The water company Severn Trent has launched a £30m financial support package to help a further 100,000 of its customers, as it warns that the cost of living crisis means more people are struggling to pay their water bill.
The Coventry-headquartered company, which supplies more than 8 million customers across a region stretching from the Bristol Channel to the Humber and from mid-Wales to the east Midlands, said it had the second-lowest water bills in England at £389 a year.
The company already supported about 215,000 of its customers with their water bill through a social tariff, allowing them to reduce it by up to 90%.
The new funding will result in Severn Trent offering help to 315,000 people, representing about 6% of their total customers.
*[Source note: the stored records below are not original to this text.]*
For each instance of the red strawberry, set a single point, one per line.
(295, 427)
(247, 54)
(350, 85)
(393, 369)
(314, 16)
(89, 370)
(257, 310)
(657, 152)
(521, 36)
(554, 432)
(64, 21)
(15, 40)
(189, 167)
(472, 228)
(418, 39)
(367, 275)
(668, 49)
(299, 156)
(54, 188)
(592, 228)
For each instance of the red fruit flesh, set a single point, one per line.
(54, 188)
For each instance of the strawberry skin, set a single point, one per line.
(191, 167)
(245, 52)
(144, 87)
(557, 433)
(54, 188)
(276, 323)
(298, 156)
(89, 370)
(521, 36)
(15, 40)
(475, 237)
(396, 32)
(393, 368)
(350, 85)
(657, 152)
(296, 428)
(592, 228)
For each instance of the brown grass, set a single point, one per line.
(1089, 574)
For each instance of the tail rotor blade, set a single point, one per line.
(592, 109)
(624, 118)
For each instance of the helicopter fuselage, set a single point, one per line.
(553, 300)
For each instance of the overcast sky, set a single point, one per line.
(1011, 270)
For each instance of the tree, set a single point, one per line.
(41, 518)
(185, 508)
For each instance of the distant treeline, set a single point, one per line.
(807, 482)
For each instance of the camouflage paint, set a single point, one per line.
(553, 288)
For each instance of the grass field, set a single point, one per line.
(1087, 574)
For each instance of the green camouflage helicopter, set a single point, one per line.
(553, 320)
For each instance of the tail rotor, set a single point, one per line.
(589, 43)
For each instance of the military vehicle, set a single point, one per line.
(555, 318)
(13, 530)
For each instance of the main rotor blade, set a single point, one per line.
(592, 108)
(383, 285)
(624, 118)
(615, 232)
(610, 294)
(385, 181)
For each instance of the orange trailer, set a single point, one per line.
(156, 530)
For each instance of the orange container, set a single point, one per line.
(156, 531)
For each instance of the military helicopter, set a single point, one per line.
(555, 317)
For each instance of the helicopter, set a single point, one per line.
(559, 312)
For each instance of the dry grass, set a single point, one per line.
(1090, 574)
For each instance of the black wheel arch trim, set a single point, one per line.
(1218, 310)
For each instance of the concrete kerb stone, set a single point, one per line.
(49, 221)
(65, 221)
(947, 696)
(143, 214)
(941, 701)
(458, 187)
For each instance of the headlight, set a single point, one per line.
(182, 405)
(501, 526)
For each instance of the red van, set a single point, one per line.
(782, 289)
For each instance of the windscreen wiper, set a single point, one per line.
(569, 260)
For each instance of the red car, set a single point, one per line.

It said this figure represented the number of customers who were assessed as living in water poverty in the region it covered.
“As cost of living pressures continue, we’re acting now to support people struggling to pay their bills,” said Liv Garfield, the chief executive.
“Our customers have the second-lowest combined bill in the UK at around £1 per day but we know that for some, paying their bill is a challenge.”
A review of water affordability, carried out a year ago by the industry’s consumer watchdog, found that 1.5 million homes across England and Wales were in water poverty, with a further 3 million on the edge of it, meaning they were paying more than 5% of their income after housing costs on water bills.
The Consumer Council for Water has previously called for a social water tariff for struggling households, and criticised the patchwork nature of financial support available across the country, which varies between regional water suppliers.